School of thought
NGO is taking a more considered, innovative and relevant approach to education in rural China, Fang Aiqing reports.
In Xinglong village in Zheng'an county, Southwest China's Guizhou province, around 30 urban students are attending a small primary school, attracted by its wholesome curriculum system that makes learning fun and a life rooted in the soil enjoyable.
Tianzige Xinglong Experimental Primary School offers a localized, humanistic education that Xiao Shijian, the founder of the NGO Tianzige, has been exploring and promoting since the organization took over the school in 2017.
The school, at the foot of Tianlou Mountain and not far from Furong River, is surrounded by layers of terraces, pine woods and bamboo forests.

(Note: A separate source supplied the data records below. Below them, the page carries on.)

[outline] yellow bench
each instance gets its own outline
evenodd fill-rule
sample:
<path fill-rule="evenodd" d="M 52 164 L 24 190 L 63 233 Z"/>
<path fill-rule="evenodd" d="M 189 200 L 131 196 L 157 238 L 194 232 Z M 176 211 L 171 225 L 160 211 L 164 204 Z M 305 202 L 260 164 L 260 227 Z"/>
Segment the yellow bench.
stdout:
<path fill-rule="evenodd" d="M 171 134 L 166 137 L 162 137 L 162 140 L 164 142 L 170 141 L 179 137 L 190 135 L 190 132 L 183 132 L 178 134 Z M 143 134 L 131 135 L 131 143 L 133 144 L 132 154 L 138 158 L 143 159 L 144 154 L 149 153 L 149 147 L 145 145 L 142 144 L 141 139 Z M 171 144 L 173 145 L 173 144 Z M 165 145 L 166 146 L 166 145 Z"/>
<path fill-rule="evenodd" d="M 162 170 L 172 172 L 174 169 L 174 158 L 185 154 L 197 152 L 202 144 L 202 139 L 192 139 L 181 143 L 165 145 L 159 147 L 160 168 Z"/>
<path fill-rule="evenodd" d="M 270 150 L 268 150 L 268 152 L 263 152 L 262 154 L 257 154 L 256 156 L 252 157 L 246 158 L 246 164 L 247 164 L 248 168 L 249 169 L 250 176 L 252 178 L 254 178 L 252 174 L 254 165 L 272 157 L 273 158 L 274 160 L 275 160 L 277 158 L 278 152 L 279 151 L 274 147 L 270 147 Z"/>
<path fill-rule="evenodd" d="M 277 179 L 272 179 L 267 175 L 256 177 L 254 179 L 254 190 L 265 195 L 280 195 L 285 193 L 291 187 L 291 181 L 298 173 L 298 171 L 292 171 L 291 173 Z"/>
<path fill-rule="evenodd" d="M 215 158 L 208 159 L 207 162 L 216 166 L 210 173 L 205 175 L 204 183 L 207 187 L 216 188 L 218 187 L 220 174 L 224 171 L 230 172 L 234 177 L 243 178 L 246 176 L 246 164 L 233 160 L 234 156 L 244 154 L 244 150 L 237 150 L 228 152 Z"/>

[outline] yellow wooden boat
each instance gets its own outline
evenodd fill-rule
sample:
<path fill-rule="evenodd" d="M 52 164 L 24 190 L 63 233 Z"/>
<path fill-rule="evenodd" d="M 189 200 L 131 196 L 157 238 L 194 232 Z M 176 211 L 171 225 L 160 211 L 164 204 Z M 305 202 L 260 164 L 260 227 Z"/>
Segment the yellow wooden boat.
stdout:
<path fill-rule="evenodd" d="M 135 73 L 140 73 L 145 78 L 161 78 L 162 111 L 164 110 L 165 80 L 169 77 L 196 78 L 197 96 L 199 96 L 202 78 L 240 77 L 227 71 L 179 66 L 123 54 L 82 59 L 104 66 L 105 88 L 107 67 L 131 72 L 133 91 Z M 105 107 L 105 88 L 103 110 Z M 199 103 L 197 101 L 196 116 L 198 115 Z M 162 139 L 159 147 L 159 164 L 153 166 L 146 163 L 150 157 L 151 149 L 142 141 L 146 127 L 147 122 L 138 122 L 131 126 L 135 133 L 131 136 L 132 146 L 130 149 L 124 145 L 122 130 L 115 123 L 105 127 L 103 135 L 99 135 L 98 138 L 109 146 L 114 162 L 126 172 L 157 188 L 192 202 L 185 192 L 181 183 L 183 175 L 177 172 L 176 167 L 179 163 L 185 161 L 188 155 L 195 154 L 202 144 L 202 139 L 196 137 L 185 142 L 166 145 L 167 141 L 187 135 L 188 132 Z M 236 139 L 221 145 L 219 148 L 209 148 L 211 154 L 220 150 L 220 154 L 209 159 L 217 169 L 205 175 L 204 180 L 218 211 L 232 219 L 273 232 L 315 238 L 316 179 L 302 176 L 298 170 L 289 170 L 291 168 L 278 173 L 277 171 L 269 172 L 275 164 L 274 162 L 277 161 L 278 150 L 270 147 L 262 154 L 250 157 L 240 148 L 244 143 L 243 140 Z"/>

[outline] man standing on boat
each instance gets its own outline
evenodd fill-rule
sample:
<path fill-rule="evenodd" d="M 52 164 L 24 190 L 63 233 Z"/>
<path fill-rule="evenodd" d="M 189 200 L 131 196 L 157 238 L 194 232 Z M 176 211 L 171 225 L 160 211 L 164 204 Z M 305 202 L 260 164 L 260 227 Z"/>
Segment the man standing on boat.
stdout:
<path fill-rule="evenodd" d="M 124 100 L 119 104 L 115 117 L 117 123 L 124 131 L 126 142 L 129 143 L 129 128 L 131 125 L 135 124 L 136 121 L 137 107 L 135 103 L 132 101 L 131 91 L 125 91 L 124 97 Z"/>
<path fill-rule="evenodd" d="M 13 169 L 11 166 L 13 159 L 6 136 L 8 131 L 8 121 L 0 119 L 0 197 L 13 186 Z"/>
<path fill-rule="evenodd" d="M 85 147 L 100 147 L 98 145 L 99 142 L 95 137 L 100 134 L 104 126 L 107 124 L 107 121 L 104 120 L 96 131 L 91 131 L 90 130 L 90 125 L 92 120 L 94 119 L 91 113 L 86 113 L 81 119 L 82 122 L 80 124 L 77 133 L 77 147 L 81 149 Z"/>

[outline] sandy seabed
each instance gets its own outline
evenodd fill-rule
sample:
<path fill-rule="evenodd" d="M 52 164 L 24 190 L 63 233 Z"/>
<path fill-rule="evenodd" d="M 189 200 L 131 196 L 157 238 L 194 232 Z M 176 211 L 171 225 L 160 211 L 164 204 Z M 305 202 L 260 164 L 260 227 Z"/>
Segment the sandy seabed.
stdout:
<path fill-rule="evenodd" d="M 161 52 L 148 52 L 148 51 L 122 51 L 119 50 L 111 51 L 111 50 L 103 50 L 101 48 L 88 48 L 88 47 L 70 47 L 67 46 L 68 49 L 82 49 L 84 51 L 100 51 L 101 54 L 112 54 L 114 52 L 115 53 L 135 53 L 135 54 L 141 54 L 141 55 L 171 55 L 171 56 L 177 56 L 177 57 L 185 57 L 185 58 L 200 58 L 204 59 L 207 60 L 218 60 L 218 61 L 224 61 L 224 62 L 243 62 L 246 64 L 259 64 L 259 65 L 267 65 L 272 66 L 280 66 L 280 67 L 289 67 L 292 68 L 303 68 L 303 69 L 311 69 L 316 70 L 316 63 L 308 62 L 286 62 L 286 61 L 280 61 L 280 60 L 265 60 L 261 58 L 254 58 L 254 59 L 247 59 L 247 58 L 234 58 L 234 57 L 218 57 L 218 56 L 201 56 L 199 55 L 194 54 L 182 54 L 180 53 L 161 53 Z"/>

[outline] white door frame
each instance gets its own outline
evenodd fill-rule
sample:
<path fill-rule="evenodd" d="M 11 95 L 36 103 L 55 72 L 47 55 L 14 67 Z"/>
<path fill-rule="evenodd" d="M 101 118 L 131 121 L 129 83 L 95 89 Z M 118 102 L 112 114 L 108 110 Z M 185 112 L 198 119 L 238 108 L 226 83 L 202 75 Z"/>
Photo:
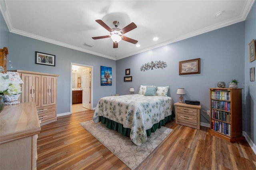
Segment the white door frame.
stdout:
<path fill-rule="evenodd" d="M 80 66 L 82 67 L 91 67 L 92 68 L 91 71 L 91 108 L 93 108 L 93 66 L 92 65 L 85 65 L 84 64 L 78 64 L 77 63 L 70 63 L 70 114 L 72 114 L 72 65 L 79 65 Z"/>

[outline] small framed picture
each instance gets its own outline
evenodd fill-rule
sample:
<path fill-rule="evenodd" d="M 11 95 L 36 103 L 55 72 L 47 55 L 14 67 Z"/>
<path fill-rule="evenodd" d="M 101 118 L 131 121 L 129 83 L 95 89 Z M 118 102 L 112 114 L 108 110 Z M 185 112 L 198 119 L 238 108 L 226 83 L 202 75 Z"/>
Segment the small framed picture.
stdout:
<path fill-rule="evenodd" d="M 130 75 L 130 69 L 125 69 L 125 75 Z"/>
<path fill-rule="evenodd" d="M 200 58 L 179 62 L 179 75 L 199 74 Z"/>
<path fill-rule="evenodd" d="M 255 41 L 252 40 L 248 44 L 249 48 L 249 61 L 252 62 L 256 59 L 255 57 Z"/>
<path fill-rule="evenodd" d="M 250 69 L 250 81 L 254 81 L 254 67 L 252 67 Z"/>
<path fill-rule="evenodd" d="M 36 64 L 55 66 L 55 55 L 36 51 Z"/>
<path fill-rule="evenodd" d="M 124 77 L 124 81 L 132 81 L 132 76 Z"/>

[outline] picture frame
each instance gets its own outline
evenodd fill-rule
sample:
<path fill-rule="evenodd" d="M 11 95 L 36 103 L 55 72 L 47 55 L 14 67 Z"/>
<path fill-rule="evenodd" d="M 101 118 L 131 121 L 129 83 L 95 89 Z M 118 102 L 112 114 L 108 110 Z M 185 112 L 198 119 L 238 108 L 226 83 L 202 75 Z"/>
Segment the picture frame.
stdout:
<path fill-rule="evenodd" d="M 36 64 L 55 66 L 55 55 L 36 51 Z"/>
<path fill-rule="evenodd" d="M 254 67 L 252 67 L 250 69 L 250 81 L 255 81 Z"/>
<path fill-rule="evenodd" d="M 130 75 L 130 69 L 125 69 L 125 75 Z"/>
<path fill-rule="evenodd" d="M 124 81 L 132 81 L 132 76 L 124 77 Z"/>
<path fill-rule="evenodd" d="M 100 85 L 112 85 L 112 67 L 100 66 Z"/>
<path fill-rule="evenodd" d="M 179 62 L 179 75 L 200 73 L 200 58 Z"/>
<path fill-rule="evenodd" d="M 249 49 L 249 61 L 252 62 L 256 59 L 255 57 L 255 41 L 254 39 L 252 40 L 248 44 Z"/>

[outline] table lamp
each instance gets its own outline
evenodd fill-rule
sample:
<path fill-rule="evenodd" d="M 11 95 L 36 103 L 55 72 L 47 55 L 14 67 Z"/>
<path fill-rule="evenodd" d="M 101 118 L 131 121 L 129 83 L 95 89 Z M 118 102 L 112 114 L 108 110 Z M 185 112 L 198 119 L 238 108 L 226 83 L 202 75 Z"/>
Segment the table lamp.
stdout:
<path fill-rule="evenodd" d="M 180 95 L 180 102 L 183 103 L 182 102 L 182 99 L 183 99 L 183 97 L 182 97 L 182 95 L 186 95 L 186 93 L 185 92 L 185 89 L 184 88 L 179 88 L 177 90 L 177 93 L 176 93 L 177 95 Z"/>
<path fill-rule="evenodd" d="M 130 92 L 131 95 L 133 94 L 134 92 L 134 88 L 133 87 L 130 87 L 129 91 Z"/>

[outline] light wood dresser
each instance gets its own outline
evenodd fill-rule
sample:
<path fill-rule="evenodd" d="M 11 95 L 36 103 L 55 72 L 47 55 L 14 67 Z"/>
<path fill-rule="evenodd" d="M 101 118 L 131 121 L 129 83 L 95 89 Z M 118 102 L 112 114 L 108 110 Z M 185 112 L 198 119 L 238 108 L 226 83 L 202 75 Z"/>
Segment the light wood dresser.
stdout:
<path fill-rule="evenodd" d="M 174 103 L 176 123 L 200 129 L 201 105 Z"/>
<path fill-rule="evenodd" d="M 4 106 L 0 123 L 0 169 L 36 169 L 41 128 L 35 103 Z"/>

At this time in spring, the mountains are often covered with cloud and mist. The trees near the paddy field are reflected in the natural spring water, which is populated with fish, and occasionally, ducks.
The school now has 85 students and 14 teachers.
Every morning, the students take turns to do some farm work, from planting vegetables and removing weeds, to building the henhouse and feeding the poultry.
They grow a dozen vegetables including cabbage, Chinese chives and turnip, and sell the harvest to the teachers. The revenue and expenditure is made public every month.
They also learn to create handicrafts, which they are allowed to sell, and the income is invested into school development and investigative study.
Taking advantage of the local environment, the students have mixed-age, project-based courses, which integrate multidisciplinary knowledge that leverages the surrounding natural environment and the local culture and history.
They involve topics that not only cover local flora and fauna, geography, agriculture and dwelling styles, but also family history, conflict resolution and how to get along with their parents, who work in faraway cities.